Sally, now Sterling’s “spouse equivalent,” was a former ad writer for Spin, Polish, and English. It was she who gave us “adorable” for “small,” “the other white meat” for “pork,” “dried plums” for “prunes,” “huggable” for “fat,” “underarm wetness” for “sweat,” and “occasional irregularity” for “constipation.” She lost her job, however, when she ran a “Haul derriere” ad for Mercedes in the Wall Street Journal.

Living on government cheese under the Key Street Bridge and unable to afford “portable hydration” or “interdental stimulators,” Sterling had never been happier. For years he’d patronized “Linda’s House of Negotiable Affection,” but now he was ready to “embrace the connubial couch.” One night, however, as Sally was heating Sterling’s “ball-park bratwurst,” she sensed something was not right. Eventually, our protagonist admitted he’d been feral so long he wanted to retain the right to conduct “post-nuptial research.” Chastened but unreformed, Sally left for an “optional swimsuit area” on the Potomac.The last anyone heard, she had volunteered to teach a “Gut and Butt” class if the proprietor changed the name to “Abs and Glutes.”

Within days of Sally’s departure, Sterling’s curious speech habit made a 180° turn. Oleomargarine which, for decades, had been “I Can’t Believe It’s Not Butter,” turned to “axle grease.” The newspapers he slept under became “dead-tree editions,” the lottery he’d played morphed into “a tax on idiots,” and while his weak chin was still a “confident overbite,” his mouth was a “pie hole.” Lost within the Beltway, Sterling wasn’t “probing alternative termini”—he was “investigating hopeless destinations.”

Looking at what had become “a Victorian loveseat tuber,” Sterling realized he had “sub-optimized his potential.” After pulling on a clean pair of “gentleman’s assistants,” he went to visit an “afterlife coach” to make arrangements for a “basement apartment,” for he knew he was “circling the drain.” A few days later, the Post reported that Sterling had died of “therapeutic misadventures.”
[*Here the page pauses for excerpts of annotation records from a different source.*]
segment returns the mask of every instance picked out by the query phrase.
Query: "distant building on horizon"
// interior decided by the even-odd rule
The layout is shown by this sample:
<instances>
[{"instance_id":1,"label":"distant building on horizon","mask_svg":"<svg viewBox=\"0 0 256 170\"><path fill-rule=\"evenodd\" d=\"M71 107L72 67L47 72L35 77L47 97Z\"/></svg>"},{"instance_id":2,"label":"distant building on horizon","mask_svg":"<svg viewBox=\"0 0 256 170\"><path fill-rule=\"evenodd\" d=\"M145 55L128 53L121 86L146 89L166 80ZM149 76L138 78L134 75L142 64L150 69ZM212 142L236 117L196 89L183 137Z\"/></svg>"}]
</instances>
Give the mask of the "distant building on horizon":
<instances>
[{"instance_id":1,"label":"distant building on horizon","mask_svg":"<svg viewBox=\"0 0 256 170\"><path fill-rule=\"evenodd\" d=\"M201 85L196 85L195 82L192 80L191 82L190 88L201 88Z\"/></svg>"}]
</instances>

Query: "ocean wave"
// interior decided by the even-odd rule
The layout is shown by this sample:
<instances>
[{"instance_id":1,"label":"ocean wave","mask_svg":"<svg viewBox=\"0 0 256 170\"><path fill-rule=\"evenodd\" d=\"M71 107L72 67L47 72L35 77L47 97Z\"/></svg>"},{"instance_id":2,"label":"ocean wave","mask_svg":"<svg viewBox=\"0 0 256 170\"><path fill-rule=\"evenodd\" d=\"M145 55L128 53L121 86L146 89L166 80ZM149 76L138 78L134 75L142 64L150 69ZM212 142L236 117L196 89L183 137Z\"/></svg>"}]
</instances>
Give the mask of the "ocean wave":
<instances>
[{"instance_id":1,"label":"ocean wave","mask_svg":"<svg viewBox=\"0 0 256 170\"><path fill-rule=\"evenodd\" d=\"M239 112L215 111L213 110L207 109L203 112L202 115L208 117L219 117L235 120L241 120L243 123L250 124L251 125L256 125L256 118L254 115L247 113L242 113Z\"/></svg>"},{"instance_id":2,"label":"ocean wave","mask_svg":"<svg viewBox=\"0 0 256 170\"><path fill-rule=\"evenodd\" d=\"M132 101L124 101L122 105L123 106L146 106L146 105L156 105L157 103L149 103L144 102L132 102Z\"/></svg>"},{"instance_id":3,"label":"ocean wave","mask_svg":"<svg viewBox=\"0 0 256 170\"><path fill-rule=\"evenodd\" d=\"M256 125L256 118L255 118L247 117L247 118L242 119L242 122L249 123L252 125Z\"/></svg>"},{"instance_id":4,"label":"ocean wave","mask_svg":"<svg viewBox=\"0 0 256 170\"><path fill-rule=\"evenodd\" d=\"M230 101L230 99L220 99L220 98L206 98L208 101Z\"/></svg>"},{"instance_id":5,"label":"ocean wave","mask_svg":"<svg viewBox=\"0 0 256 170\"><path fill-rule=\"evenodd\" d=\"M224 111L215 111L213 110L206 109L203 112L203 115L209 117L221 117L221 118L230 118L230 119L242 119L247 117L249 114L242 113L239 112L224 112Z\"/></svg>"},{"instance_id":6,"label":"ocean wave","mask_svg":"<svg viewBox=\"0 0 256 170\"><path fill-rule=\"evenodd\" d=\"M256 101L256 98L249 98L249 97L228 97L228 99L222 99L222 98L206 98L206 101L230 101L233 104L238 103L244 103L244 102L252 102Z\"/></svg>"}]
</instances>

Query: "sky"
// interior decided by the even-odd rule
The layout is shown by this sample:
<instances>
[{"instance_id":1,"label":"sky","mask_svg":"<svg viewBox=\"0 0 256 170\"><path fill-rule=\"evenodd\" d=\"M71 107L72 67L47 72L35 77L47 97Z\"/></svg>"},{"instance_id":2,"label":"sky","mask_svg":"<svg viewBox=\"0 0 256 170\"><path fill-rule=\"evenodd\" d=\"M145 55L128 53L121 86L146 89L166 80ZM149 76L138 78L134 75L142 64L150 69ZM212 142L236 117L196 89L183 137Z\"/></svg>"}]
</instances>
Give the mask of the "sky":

Note: To read more about Sterling “Skip” Eisiminger’s subject matter here, go to http://en.wikipedia.org/wiki/Euphemism

 

Dr. Sterling (“Skip”) Eisiminger was born in Washington DC in 1941. The son of an Army officer, he traveled widely but often reluctantly with his family in the United States and Europe. After finishing a master’s degree at Auburn and taking a job at Clemson University in 1968, he promised himself that he would put down some deep roots. These roots now reach back through fifty years of Carolina clay. In 1974, Eisiminger received a Ph.D. from the University of South Carolina, where poet James Dickey “guided” his creative dissertation. His publications include Non-Prescription Medicine (poems), The Pleasures of Language: From Acropox to Word Clay (essays), Omi and the Christmas Candles (a children’s book), and Wordspinner (word games). He is married to the former Ingrid (“Omi”) Barmwater, a native of Germany, and is the proud father of a son, Shane, a daughter, Anja, and grandfather to four grandchildren, Edgar, Sterling, Spencer, and Lena. (Author Head Shot Augment: René Laanen.)

2 Comments

  • David Campbell

    Skip – A lovely exercise in the joys of P.C. newspeak! So appropriate to our current political season of discontent. Perhaps I shall now repair to downtown Phoenix’s own Turf Accountant, a comfortable faux-Irish pub of fairly recent vintage, to enjoy a fermented refreshment or two. But most people just call it The Turf . . .

  • Skip

    Cheers, David–was there ever a time when a fermented beverage was anything else? I vaguely recall “beer.”